Many professional sports have experienced a statistical renaissance over the past 30 years. The advanced analytics movement has been made famous by movies like Moneyball and the popularity of fantasy sports. It even gets a fair amount of academic attention at events like the MIT Sloan Sports Analytics Conference.
However, the secret underlying this statistical revolution is that most of the analytics aren’t all that advanced. Most sports have cultures of tradition (and superstition) that have led to some poor statistical reasoning becoming an ingrained within each game. The analytics movement is a true introduction to statistics for a group that has been suffering from making false assumptions.
A good example comes from football. The best defenses in the NFL tend to cause a lot of turnovers (stealing the ball away from the other team’s offense by fumble or interception). Focusing on fumbles, defenses that recover more loose footballs tend to do better overall (fewer yards allowed, fewer points allowed, etc.) each season. It can even be the difference between winning and losing a couple games, which is a big deal with football’s short length of season.
In the past, teams and fans have treated a defense’s ability to recover fumbles as a skill and teams that caused lots of fumbles would be predicted to have a great season. But footballs are oddly shaped. When one hits the ground during a game, the way it will bounce is unpredictable. Analyses of fumble recovery rates throughout history show that the probability that the defense will recover a fumble is about 50%. So historically, a fumbled football can be treated like a coin toss. Over the course of a 16 game season, this creates plenty of opportunities for teams to get lucky with the way the ball is rolling, recover more fumbles and have great season. And for the teams that are unlucky, they get to watch the Super Bowl from home like the rest of us.

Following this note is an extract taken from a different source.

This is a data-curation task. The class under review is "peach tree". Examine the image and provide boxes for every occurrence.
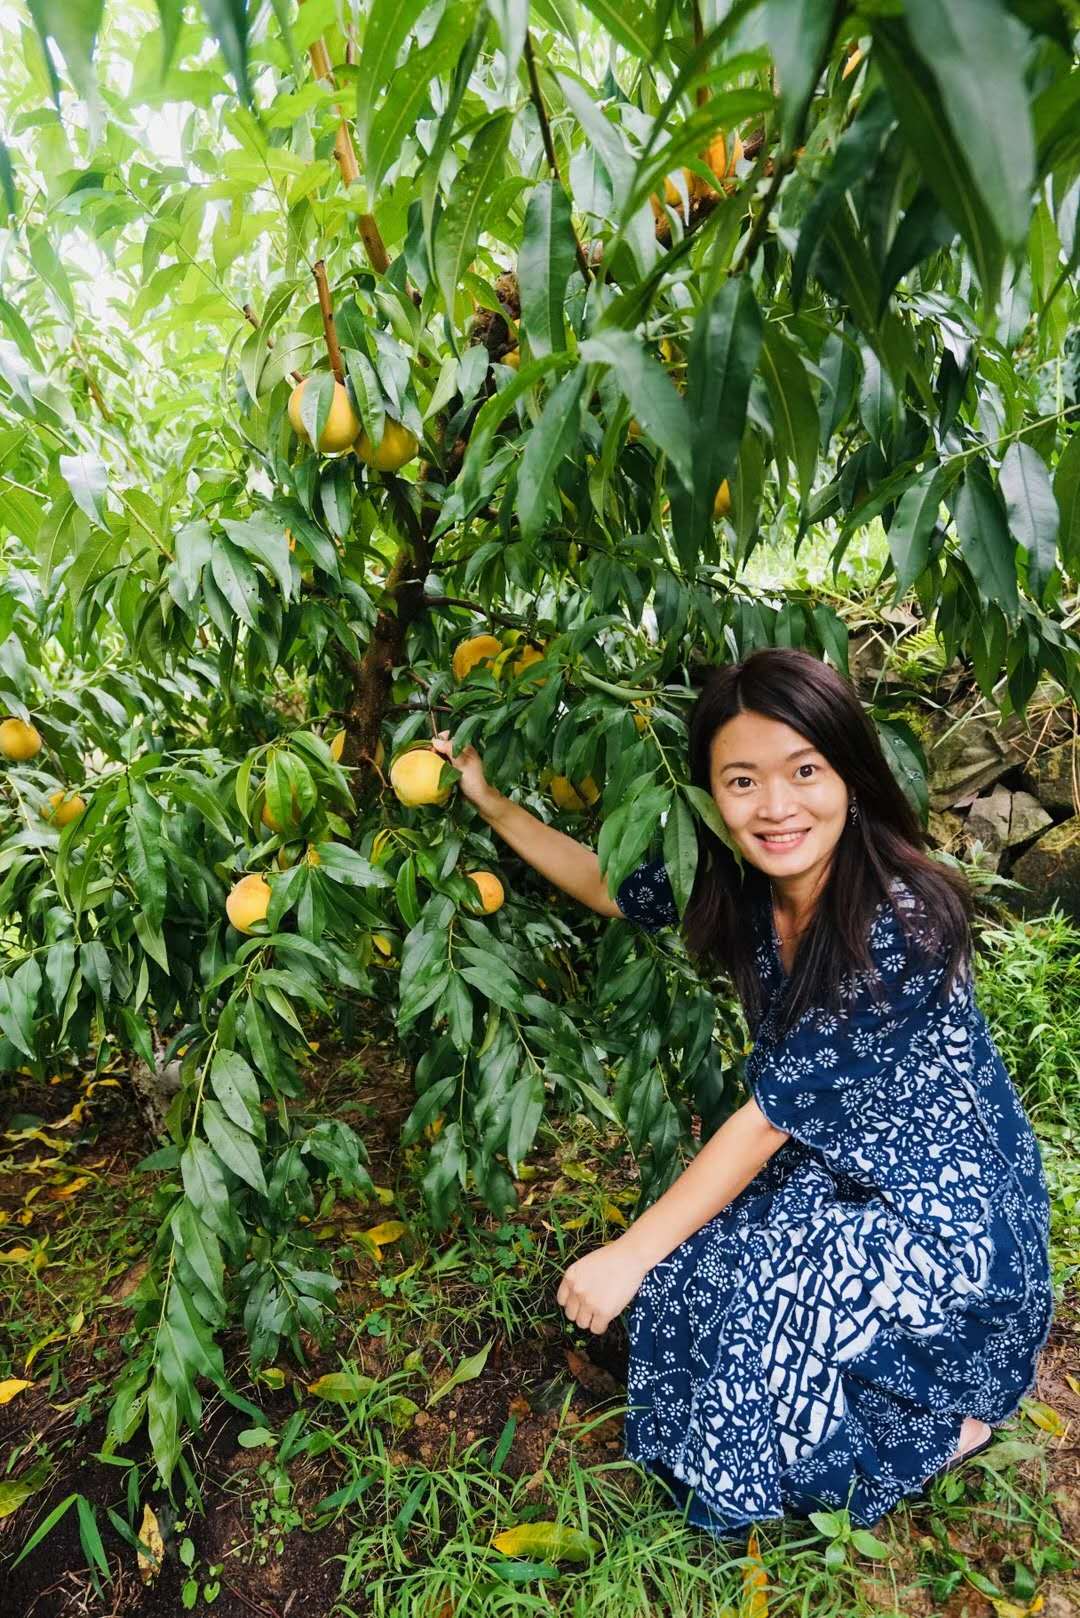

Nowadays, knowledge of this phenomenon in football can actually be used to predict which teams will do WORSE in a given year. This is an example of regression to the mean: the more extreme a variable is upon its first measurement, the more likely it is to be closer to the average the second time it is measured. The NFL season is only 16 games long, which gives a pretty small window for collecting sample data. Within this window teams are likely to benefit from fumble recover numbers that land well above the NFL average, simply because of luck. The next season those numbers are likely to regress back to the mean, since fumble recoveries are essentially random over time. So teams that benefitted from an extra win or two due to fumble luck in 2015, might not experience the same bump in performance in 2016.